Gigapoise, symbolized as GP, is a unit of dynamic viscosity in the centimeter-gram-second (CGS) system, equal to one billion poise (1 GP = 10⁹ P). Dynamic viscosity measures a fluid’s internal resistance to flow or shear when a force is applied. Gigapoise is used to describe extraordinarily viscous substances, far thicker than common liquids, oils, or syrups, and is mainly relevant in specialized industrial processes and scientific research involving ultra-viscous materials.

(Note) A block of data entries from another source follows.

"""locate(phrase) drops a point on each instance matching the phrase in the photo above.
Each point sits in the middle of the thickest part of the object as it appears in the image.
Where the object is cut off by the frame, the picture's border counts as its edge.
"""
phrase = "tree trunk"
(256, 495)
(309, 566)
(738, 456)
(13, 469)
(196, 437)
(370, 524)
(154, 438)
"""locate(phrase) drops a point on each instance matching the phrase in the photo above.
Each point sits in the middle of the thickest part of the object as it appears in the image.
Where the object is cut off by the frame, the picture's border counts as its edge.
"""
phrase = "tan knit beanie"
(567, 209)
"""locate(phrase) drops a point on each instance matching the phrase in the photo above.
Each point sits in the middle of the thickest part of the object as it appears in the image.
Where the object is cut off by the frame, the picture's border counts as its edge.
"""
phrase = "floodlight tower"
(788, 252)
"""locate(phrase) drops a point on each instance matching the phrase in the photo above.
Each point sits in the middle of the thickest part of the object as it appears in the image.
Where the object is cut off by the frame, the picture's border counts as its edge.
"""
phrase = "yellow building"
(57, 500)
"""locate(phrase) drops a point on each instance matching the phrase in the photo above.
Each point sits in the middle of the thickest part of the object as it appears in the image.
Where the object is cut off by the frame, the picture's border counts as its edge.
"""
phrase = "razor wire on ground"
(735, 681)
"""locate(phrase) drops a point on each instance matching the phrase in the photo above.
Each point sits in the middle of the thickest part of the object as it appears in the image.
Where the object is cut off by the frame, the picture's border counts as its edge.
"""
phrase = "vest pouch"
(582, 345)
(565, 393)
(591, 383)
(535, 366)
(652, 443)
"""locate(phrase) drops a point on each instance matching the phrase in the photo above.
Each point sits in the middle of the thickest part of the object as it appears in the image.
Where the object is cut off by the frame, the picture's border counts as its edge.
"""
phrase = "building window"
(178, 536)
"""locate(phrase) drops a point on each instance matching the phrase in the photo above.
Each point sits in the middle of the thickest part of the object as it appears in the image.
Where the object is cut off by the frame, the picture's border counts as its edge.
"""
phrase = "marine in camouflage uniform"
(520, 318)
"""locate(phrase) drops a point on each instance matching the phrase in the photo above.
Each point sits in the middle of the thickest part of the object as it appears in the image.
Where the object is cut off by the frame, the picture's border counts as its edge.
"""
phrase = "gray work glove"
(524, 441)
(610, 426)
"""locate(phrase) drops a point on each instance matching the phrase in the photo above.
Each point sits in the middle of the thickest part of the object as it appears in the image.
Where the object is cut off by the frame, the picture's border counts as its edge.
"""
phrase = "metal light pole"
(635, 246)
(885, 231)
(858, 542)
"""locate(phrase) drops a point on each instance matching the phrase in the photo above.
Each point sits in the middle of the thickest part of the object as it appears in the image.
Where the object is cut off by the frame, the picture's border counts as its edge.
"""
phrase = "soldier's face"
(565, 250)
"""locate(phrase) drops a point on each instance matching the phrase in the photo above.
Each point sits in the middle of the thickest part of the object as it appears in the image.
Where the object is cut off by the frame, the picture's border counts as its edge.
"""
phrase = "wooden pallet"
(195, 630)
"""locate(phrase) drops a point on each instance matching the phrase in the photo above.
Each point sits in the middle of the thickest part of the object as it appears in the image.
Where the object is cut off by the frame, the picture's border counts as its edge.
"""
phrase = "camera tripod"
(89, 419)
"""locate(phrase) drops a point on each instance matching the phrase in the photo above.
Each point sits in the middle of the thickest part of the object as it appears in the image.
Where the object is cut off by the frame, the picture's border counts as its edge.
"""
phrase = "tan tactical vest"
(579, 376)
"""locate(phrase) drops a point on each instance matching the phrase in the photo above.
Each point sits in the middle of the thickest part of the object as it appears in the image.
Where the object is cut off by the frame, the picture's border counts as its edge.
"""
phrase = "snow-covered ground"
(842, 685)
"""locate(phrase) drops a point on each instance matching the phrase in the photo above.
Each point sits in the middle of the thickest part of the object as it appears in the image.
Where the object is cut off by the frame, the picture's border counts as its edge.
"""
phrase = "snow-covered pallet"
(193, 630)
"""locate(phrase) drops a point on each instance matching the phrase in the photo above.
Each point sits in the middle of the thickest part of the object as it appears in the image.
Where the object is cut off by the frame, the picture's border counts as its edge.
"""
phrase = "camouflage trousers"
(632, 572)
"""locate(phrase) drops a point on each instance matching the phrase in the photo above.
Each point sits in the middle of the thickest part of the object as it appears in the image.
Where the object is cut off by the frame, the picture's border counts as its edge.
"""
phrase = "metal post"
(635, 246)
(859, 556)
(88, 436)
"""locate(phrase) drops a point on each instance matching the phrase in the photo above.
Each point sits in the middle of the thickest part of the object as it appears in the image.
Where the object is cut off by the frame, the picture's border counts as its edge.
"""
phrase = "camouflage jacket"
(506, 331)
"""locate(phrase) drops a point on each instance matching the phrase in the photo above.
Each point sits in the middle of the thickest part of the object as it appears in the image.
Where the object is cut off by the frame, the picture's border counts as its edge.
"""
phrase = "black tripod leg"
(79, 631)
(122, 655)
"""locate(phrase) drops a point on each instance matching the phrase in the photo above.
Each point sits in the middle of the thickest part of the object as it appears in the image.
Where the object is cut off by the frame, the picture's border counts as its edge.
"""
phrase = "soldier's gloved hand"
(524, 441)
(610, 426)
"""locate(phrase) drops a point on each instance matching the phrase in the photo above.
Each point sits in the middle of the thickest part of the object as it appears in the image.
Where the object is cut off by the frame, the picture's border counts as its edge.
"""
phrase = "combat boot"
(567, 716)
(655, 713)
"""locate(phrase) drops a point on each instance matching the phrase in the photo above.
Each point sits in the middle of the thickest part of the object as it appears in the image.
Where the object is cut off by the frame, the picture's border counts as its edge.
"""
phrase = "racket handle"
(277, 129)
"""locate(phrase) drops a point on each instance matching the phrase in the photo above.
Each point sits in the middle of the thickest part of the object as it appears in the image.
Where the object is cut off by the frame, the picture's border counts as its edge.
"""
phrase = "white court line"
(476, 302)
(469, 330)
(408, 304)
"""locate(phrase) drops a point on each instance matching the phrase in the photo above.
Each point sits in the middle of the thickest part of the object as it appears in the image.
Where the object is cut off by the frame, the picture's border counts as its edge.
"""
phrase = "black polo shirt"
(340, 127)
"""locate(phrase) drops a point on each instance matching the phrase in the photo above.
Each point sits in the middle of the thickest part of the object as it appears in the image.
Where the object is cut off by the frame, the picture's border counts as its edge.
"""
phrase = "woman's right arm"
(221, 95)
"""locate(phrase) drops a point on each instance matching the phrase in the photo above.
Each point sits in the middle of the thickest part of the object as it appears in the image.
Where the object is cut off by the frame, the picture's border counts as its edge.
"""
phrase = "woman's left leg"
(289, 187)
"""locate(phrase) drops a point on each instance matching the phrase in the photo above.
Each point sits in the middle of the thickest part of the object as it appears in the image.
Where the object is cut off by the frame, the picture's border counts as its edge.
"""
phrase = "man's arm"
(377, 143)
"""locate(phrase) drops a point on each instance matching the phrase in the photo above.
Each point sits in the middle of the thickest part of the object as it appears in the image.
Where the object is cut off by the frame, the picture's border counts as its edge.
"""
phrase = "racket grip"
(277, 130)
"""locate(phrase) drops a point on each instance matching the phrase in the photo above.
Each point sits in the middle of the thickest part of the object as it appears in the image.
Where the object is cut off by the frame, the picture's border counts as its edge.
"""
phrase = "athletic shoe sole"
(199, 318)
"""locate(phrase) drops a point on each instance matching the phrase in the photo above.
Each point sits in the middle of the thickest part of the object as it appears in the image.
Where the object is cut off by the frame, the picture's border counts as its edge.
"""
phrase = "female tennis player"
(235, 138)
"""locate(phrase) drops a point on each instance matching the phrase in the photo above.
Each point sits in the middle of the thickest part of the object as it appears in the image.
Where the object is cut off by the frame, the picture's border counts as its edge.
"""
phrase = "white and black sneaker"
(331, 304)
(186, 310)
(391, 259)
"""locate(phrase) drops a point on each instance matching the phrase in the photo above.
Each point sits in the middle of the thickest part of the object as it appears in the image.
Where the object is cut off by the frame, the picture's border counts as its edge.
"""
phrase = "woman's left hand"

While the SI unit of dynamic viscosity is the Pascal-second (Pa·s), 1 GP equals 100 million Pa·s, allowing conversion between CGS and SI systems. Understanding viscosity in gigapoise is essential for engineers and scientists working with materials such as polymer melts, tar, heavy lubricants, or molten metals, where precise knowledge of flow behavior is critical. Measuring in GP ensures accurate modeling, equipment design, and process optimization in systems handling extremely viscous fluids. It also facilitates quality control, research, and safety in industrial applications where controlling fluid motion is crucial.